Burial ground, Derryclogh, Co. Cork
Co. Cork |
Burial Grounds
Tucked into a triangular wedge of ground where two roads converge near Derryclogh in West Cork, there is a burial place with no headstones, no inscriptions, and no names.
The ground is heavily overgrown, the boundaries formed on two sides by the roads themselves and on a third by an ordinary field fence. Nothing marks it to a passing eye as anything other than a neglected scrap of land caught in the angle of a junction.
The Ordnance Survey six-inch map of 1842 records it plainly as a Children's Burial Ground, which places it within a tradition found in many parts of Ireland. These sites, sometimes called cillíní, were used for the burial of unbaptised infants and others considered, under the customs of the time, ineligible for consecrated ground. Because the Catholic Church long withheld formal burial rites from unbaptised children, families turned to marginal spaces, liminal ground at the edges of roads, fields, or townlands, places neither fully domestic nor formally sacred. The Derryclogh site fits that pattern precisely: a thin sliver of land, triangular and awkward, bounded by roads on two sides as if the living world had simply grown around it. At roughly 54 metres long and no more than 10 metres wide at its broadest point, it is a small enclosure, and whatever burials it holds have left no visible trace above ground.
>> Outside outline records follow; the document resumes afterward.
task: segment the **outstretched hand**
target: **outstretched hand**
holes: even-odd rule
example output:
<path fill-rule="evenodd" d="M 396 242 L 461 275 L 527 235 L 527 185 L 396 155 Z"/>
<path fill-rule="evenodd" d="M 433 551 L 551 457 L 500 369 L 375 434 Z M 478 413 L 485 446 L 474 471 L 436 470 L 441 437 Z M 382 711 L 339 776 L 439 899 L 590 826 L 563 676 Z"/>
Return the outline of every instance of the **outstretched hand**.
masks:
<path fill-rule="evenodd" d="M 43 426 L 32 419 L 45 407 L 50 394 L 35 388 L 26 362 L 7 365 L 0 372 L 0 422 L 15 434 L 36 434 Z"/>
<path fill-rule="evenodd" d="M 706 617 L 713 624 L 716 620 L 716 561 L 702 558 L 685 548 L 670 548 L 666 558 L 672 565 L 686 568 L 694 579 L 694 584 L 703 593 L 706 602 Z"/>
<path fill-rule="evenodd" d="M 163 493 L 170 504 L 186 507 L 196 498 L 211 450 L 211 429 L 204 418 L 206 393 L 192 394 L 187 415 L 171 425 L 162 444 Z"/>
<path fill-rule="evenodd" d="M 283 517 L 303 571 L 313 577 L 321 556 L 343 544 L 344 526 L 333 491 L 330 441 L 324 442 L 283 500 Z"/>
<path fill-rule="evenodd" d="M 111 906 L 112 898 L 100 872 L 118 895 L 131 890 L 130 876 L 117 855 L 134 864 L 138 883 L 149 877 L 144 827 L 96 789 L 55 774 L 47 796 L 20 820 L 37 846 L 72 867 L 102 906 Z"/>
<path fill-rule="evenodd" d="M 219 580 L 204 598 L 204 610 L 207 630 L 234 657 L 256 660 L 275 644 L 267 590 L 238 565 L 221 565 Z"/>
The absence of grave markers is not unusual for this type of site. Burials in cillíní were typically unaccompanied by formal monuments, and centuries of vegetation growth have further obscured whatever surface evidence may once have existed. The site sits at the roadside and would be easy to pass without recognition, which in some ways is the nature of these places, present in the landscape for a very long time, quietly documented on a map made nearly two centuries ago, and largely invisible to anyone who does not already know to look.